She received a chuckle, but at least he was looking at her again.

“You’re going to laugh at me.”

“I promise I won’t.”

He shook his head, but he was smiling, too.

“I count expenses and profits. Work out how quickly I could pay off any outstanding debts if I went bankrupt and if I could give severance pay to all my employees, and how much.”

Margaret swallowed. “I can’t find anything funny in that.”

John held her gaze. “The shop’s doing well, it’s just- It’s just something I do. If you already told Elizabeth about making Assistant Manager, you don’t have to take that back.”

“I didn’t.”

They laid there in silence until Margaret began to feel awkward about wordlessly watching him.

“It suits you,” she said. “You worry about the world, too, it’s just that-“

“My world’s smaller?”

She risked a smile. “You’re more practical. I have to work hard to ground myself in reality so that I won’t wake up in five years’ time and realise I’ve only ever made grand plans and have no concrete progress to show for it.”

“Yeah, well.” John swallowed. “There’s such a thing as too practical.”
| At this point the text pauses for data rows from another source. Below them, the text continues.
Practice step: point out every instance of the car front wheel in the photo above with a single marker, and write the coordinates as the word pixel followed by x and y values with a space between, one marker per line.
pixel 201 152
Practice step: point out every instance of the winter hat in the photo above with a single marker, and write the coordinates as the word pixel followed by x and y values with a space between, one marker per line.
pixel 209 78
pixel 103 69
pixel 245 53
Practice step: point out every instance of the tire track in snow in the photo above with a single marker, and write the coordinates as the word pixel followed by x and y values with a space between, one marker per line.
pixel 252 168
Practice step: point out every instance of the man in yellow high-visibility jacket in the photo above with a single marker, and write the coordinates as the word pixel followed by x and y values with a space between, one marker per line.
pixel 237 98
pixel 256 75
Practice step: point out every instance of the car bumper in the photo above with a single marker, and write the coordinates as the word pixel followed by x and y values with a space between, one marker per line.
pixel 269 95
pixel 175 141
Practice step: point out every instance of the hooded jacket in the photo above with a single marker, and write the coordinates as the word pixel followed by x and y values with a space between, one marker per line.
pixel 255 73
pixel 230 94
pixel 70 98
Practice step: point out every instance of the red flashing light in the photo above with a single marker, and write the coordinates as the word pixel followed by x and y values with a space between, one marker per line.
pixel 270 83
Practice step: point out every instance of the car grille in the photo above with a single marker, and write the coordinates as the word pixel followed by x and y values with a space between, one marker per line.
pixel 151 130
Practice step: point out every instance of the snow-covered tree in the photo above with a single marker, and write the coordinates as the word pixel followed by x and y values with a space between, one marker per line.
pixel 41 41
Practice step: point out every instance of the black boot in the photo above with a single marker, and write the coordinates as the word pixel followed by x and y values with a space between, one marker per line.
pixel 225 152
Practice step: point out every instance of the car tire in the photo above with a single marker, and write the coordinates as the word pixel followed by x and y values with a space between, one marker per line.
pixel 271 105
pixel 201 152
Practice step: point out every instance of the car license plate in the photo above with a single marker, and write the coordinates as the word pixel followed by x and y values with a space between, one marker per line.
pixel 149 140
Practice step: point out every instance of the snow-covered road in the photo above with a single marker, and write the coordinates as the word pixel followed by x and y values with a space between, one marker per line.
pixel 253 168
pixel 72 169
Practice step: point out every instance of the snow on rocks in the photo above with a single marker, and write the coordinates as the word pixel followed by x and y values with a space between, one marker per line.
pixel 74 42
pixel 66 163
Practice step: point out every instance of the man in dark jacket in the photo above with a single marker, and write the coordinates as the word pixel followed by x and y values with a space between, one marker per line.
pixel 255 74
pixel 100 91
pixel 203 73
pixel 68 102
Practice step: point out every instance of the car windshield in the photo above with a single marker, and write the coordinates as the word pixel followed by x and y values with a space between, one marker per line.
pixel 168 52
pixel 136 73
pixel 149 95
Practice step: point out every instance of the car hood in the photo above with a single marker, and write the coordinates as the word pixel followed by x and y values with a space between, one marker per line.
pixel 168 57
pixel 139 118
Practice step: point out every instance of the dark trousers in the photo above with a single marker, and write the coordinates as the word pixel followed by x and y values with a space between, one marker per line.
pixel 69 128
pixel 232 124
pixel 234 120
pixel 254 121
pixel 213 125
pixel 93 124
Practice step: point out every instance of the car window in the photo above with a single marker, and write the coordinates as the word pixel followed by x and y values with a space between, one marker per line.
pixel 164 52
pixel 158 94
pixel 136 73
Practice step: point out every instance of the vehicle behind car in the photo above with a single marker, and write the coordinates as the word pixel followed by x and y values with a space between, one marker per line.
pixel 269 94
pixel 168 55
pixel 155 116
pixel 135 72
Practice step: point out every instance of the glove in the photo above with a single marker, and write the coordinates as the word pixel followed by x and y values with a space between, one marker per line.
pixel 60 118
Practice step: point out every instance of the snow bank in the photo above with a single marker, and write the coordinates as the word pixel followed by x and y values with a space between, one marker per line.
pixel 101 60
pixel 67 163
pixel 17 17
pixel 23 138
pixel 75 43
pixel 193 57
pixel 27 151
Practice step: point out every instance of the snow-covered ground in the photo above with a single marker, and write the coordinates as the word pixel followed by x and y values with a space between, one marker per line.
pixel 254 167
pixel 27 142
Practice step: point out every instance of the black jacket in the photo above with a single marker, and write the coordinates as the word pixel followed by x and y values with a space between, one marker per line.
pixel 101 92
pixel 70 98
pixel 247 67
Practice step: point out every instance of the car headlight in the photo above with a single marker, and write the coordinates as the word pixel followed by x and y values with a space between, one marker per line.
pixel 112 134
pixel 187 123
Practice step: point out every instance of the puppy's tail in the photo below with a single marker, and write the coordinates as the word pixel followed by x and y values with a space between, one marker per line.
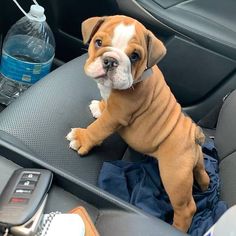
pixel 199 136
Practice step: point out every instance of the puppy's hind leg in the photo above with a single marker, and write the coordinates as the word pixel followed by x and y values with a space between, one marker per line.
pixel 200 173
pixel 178 181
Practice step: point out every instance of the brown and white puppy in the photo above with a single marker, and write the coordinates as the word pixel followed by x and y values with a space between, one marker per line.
pixel 138 104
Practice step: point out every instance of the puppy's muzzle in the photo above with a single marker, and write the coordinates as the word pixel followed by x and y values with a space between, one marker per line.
pixel 109 63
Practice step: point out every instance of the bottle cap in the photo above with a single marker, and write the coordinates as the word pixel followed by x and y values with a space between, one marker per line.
pixel 37 12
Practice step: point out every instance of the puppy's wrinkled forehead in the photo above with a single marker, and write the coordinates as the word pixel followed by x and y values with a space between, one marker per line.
pixel 122 34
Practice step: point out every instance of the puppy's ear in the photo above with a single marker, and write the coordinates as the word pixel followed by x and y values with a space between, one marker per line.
pixel 155 48
pixel 90 27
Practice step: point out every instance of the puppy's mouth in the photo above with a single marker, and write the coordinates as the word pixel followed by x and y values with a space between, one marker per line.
pixel 101 76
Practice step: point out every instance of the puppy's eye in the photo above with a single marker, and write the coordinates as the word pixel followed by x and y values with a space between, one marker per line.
pixel 134 56
pixel 98 43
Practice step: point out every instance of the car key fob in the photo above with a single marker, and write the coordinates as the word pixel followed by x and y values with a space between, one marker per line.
pixel 23 195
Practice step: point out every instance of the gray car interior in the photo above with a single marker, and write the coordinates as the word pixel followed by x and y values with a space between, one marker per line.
pixel 33 128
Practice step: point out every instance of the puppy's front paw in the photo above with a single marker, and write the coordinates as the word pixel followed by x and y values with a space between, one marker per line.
pixel 95 109
pixel 79 140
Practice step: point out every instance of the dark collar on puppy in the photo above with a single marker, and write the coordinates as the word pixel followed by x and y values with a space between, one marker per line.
pixel 146 74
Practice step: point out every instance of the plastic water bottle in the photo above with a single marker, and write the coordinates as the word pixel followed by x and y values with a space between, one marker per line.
pixel 27 53
pixel 225 226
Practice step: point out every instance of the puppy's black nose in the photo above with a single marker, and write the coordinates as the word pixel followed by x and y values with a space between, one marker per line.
pixel 109 63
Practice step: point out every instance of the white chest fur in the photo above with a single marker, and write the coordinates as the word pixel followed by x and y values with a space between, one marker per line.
pixel 104 91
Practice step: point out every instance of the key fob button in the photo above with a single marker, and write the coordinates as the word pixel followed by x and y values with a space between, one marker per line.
pixel 31 176
pixel 26 184
pixel 23 191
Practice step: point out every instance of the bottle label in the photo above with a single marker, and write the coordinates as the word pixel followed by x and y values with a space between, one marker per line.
pixel 23 71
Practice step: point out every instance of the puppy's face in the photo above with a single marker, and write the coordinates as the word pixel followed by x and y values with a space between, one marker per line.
pixel 120 50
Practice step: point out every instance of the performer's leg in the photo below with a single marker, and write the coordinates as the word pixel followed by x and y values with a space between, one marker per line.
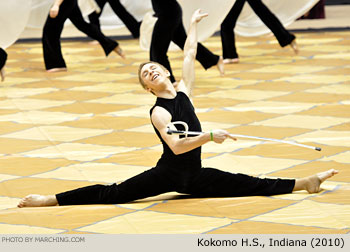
pixel 52 30
pixel 107 44
pixel 161 37
pixel 94 17
pixel 204 56
pixel 229 51
pixel 3 58
pixel 146 184
pixel 216 183
pixel 130 22
pixel 283 36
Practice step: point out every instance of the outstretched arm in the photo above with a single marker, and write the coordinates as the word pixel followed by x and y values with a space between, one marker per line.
pixel 161 119
pixel 190 51
pixel 55 8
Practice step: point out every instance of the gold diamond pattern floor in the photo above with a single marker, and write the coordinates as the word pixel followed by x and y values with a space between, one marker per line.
pixel 91 125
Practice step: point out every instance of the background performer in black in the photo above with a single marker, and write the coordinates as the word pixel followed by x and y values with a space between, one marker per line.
pixel 59 13
pixel 130 22
pixel 229 51
pixel 179 168
pixel 169 27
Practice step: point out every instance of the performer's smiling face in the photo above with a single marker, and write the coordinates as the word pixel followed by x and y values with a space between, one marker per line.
pixel 152 75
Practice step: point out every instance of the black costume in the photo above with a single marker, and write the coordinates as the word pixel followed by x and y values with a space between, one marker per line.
pixel 169 27
pixel 69 9
pixel 130 22
pixel 3 58
pixel 182 173
pixel 269 19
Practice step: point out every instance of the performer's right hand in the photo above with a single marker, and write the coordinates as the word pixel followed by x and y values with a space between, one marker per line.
pixel 54 11
pixel 219 136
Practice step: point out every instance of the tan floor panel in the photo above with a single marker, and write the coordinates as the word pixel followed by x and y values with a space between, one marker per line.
pixel 59 131
pixel 64 217
pixel 313 167
pixel 254 227
pixel 84 108
pixel 108 122
pixel 24 166
pixel 234 208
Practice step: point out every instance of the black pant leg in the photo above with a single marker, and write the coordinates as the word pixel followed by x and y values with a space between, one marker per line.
pixel 204 56
pixel 130 22
pixel 52 30
pixel 94 17
pixel 161 38
pixel 3 58
pixel 146 184
pixel 92 31
pixel 216 183
pixel 271 21
pixel 227 32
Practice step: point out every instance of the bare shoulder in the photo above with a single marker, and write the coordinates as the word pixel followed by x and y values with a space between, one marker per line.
pixel 160 117
pixel 181 87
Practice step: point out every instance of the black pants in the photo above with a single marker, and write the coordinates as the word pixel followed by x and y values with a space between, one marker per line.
pixel 169 27
pixel 267 17
pixel 206 182
pixel 129 21
pixel 53 28
pixel 3 58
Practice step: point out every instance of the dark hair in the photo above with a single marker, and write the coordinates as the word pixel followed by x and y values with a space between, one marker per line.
pixel 140 68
She didn’t know what to say to that – her impulse to reach out to take his hand and tell him it was okay didn’t seem appropriate – and they lapsed into silence again.

—

When she woke up, John wasn’t there.

I don’t even know why I’m surprised, Margaret thought to herself as she dressed quickly. I’ve only ever woken up next to him once, and before that, there was half a lifetime of happily not waking up next to him.

She did, however, find him in the breakfast room just like she had the previous day, this time chewing on bacon and eggs.

“Did you sleep at all?” she asked as she set down her plateful of yoghurt.

“I did. At least five hours.”

“Well you’re lucky Mary doesn’t exactly seem like the hyperactive type.”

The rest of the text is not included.